Puget Sound Energy customers could save as much as $10 million per year after a Thurston County judge reversed part of the Bellevue-based company’s rate plan.
The state’s oldest and largest investor-owned electric and natural gas utility has to propose a rate plan for approval from the Washington Utilities and Transportation Commission (UTC).
The regulatory body approved PSE’s rate plan for 2013 – which included automatic rate increase for customers through 2017 at the company’s option – but it was challenged by customer advocates who worried rates could be unfairly calculated.

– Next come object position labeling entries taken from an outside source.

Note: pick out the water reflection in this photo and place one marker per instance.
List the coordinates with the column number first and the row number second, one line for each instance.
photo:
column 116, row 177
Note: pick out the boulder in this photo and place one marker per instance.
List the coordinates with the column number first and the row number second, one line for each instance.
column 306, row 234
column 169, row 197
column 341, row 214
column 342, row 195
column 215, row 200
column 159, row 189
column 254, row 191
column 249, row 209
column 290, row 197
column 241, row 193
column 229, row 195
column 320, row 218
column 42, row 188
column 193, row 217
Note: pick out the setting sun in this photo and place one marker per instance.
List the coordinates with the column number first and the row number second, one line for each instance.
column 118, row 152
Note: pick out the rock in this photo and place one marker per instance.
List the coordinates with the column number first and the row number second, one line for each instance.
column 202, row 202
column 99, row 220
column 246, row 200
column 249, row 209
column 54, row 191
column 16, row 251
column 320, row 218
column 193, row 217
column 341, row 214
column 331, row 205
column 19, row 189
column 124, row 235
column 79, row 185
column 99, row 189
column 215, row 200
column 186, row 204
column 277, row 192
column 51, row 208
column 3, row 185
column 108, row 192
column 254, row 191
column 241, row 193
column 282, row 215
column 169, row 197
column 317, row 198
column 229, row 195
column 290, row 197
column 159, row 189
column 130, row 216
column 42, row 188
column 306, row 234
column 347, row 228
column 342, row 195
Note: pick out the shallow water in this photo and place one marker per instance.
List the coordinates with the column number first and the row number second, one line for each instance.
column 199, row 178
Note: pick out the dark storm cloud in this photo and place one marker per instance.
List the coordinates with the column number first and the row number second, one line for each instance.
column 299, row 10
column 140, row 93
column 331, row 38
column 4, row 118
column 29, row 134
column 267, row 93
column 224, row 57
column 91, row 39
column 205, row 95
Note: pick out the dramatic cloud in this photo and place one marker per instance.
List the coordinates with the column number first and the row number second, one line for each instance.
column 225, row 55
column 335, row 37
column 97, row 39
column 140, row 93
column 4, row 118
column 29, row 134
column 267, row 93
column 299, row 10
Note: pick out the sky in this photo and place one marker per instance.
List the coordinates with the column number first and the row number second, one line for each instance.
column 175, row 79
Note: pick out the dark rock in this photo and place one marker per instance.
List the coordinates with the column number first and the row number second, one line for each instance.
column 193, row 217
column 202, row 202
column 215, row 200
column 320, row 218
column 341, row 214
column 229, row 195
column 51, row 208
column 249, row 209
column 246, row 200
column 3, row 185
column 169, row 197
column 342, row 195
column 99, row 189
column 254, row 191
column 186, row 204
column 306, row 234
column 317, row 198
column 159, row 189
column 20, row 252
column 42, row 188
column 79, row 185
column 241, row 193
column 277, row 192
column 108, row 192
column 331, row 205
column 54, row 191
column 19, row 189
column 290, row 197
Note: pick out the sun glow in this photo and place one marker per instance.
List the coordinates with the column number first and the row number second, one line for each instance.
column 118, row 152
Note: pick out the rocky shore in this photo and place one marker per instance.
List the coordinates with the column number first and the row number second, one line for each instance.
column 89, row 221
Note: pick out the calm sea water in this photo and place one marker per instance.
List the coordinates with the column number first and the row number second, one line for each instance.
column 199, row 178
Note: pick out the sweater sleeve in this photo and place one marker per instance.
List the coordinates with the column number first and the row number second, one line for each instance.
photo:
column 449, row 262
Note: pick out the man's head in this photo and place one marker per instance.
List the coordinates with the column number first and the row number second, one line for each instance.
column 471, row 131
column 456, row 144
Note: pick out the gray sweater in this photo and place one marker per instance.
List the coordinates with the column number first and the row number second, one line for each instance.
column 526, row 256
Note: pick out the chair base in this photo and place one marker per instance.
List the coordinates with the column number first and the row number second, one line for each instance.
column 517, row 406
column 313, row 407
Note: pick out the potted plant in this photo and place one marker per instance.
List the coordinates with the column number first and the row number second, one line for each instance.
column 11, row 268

The state Attorney General’s Public Counsel Unit and the Industrial Customers of NW Utilities appealed UTC’s decision on behalf of customers.
“This is an important win for PSE’s ratepayers,” Attorney General Bob Ferguson said in a statement. “The court’s ruling will ensure that customers’ rates under the multiyear plan will be fairly calculated.”
Ferguson said the ruling could save residential and industrial customers as much as $10 million.
Thurston County Superior Court Judge Carol Murphy sent the plan back to the UTC to determine new rates, but denied a challenge that would have overturned automatic annual rate increases.
Kimberly Harris, PSE president and CEO, hosted a talk for the Puget Sound Business Journal’s Business
Journal Live series, where she spoke about making customers a priority for the company.
PSE this week received $3.8 million of a $14.3 million state grant for so-called “smart grid” technology intended to help state utilities better and more efficiently utilize solar and wind power.